While floods ravage a Queensland surface area six times that of the UK, the State’s pristine wine growing district has not been spared.
“It took 60 mm overnight for the flood to start. Although the farms and vineyards are well drained, five weeks ago every dam in the Geographic Indication was full” said agricultural consultant Stephen Tancred from Stanthorpe yesterday. The town had another 50mm through the day.
So the need for the soil to take up moisture passed over a month ago, and it’s that sandy decomposed granite with underlying clay type soil throughout the district. Good for Mediterranean type grape varieties like barbera, tempranillo and nero d’avola, but without too much water indulgence.

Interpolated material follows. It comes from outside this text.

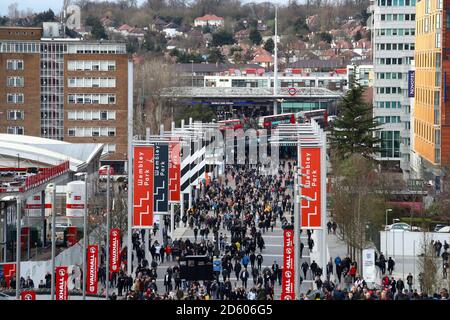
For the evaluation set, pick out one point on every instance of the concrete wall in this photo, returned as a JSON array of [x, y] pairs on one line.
[[407, 243]]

The district’s water storage Storm King Dam has been full for weeks, and now that is starting to overflow through Stanthorpe town.
“Old style grapegrowers with experience have clean vineyards, while some new entrants have dropped the ball with the management of downy mildew, and some defoliation has taken place. With so much rain there is no farm work, so disease can continue to spread until the sun comes out again. However, the district harvest will be down. It will be late because it’s been so cold and wet. The apple crop is clean but we need sunshine to maintain it now,” adds Tancred.
Five kilometres south of Stanthorpe town yesterday the Broadwater River broke its banks from the run-off.
“Nearby we can hear the roar of the Severn River,” says Ridgemill winemaker and Strange Bird instigator Peter McGlashan. “The vineyards are holding up because veraison is yet to start, and it will be late. The main problem is access to the ground because the soil is sodden, but as this is some of the best draining soil in the State we should not need to wait long.”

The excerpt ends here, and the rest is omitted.